Тот появился на пороге чуть ли не одновременно со звонком – как всегда, вытянутый в чуткую струнку, докладная папочка в руке прижата к боку, наглядно демонстрируя высшую степень постоянной готовности.
– Иосиф Виссарионович, – еле слышно прошелестело с порога. – Слушаюсь.
– Вот что, голова, – подступаясь к делу, он еще угнетался сомнением, тянул время, прицеливался, – слушай меня внимательно. Там у меня, – он слегка повел взглядом в сторону смежной комнаты, – есть кое-что. Понимаешь?
У того мгновенно напряглись глаза, кадык на тонкой шее судорожно дернулся, туловище подобралось и вытянулось: казалось, помощник приготовился взлететь по малейшему его знаку.
– Понимаю, товарищ Сталин. – Слова уже не звучали, а невесомо слетали с губ. – Слушаюсь.
– В случае чего, уничтожить. – Выговорив главное, он облегченно обмяк, откинулся на спинку кресла. – Понимаешь? Ключ у тебя есть, храни, как зеницу ока. Ни Лаврентию, никому ни-ни. Чуть что, сразу жги. – На этот раз молчание помощника было красноречивее всяких слов: соглашение состоялось, стороны проникались сопереживанием значительности момента. – Что еще у тебя?

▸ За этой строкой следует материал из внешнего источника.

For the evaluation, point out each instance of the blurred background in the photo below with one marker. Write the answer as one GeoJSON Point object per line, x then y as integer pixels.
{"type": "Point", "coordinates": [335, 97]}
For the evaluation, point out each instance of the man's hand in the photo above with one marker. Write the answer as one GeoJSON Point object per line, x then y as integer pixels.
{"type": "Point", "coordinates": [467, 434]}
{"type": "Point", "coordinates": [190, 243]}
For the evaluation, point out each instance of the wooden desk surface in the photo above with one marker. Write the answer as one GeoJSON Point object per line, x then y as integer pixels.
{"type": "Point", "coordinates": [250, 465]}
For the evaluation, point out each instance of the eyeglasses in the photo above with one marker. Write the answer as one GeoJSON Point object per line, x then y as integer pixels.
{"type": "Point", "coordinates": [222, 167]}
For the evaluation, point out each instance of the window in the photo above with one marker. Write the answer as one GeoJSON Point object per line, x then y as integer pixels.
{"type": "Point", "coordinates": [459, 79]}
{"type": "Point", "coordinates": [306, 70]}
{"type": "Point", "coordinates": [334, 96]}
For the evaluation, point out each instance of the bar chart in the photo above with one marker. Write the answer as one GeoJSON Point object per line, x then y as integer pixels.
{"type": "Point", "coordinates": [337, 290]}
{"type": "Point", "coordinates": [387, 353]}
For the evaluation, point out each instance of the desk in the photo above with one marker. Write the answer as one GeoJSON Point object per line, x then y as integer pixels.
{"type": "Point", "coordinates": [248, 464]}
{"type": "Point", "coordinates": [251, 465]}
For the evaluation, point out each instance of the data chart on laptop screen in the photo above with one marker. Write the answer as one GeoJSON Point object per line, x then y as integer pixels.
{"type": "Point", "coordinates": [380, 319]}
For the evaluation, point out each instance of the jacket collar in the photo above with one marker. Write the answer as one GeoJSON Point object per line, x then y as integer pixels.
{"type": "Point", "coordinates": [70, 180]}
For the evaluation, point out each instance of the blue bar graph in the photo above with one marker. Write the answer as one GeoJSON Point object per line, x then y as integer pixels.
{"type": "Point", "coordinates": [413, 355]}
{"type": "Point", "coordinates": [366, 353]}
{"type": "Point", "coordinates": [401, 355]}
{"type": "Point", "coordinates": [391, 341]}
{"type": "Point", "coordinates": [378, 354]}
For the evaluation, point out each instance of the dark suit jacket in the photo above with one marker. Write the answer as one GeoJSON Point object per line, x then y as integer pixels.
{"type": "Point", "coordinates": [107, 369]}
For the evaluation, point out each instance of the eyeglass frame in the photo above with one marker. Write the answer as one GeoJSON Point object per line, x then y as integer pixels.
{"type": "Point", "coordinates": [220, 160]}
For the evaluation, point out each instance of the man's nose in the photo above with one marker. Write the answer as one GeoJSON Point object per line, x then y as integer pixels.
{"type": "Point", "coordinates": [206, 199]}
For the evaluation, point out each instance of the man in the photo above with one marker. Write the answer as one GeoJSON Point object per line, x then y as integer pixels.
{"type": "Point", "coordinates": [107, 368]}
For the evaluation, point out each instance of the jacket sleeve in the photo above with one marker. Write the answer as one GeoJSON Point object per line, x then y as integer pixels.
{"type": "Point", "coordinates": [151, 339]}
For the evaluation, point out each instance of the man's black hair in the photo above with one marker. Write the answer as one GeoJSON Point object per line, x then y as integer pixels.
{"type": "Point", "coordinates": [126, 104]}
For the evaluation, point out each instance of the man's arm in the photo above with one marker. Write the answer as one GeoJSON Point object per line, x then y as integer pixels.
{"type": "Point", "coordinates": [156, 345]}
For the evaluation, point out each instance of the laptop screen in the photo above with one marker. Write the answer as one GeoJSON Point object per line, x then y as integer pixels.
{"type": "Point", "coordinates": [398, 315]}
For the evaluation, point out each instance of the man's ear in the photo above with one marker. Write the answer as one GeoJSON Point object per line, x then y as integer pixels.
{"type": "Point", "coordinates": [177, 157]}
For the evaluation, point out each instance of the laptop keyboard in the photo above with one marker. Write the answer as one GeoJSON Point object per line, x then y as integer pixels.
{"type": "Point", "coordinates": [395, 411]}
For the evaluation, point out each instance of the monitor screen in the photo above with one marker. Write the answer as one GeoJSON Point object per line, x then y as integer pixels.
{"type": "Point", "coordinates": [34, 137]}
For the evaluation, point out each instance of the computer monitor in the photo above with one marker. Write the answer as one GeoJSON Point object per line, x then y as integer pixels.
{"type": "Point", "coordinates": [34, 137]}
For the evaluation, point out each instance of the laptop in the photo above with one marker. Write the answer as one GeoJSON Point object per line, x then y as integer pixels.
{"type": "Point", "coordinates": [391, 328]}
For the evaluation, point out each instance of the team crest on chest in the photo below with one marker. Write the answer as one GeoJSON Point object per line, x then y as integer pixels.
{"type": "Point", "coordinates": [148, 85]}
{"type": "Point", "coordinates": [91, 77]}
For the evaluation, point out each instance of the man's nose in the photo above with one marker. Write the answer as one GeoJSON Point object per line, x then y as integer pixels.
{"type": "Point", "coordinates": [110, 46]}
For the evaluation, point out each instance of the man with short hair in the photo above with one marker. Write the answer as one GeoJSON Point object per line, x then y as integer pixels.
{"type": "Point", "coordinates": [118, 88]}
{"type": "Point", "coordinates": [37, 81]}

– Вы заказывали справку по Курилам, Иосиф Виссарионович. – Помощник еще вибриро-вал, усваивая только что услышанное, рука с протянутой к столу папочкой слегка подрагивала. – Здесь она.
Действительно, после недавнего разговора с синологами и специалистами по Дальнему Востоку он затребовал сжатый обзор самой необходимой информации по этой проблеме, ибо не любил подробностей, мешавших ему видеть вещи в целом, без балласта обстоятельств и околичностей. Он даже приказал до предела сократить всеобщую энциклопедию, считая издание Брокгауза и Эфрона слишком обременительным для усвоения.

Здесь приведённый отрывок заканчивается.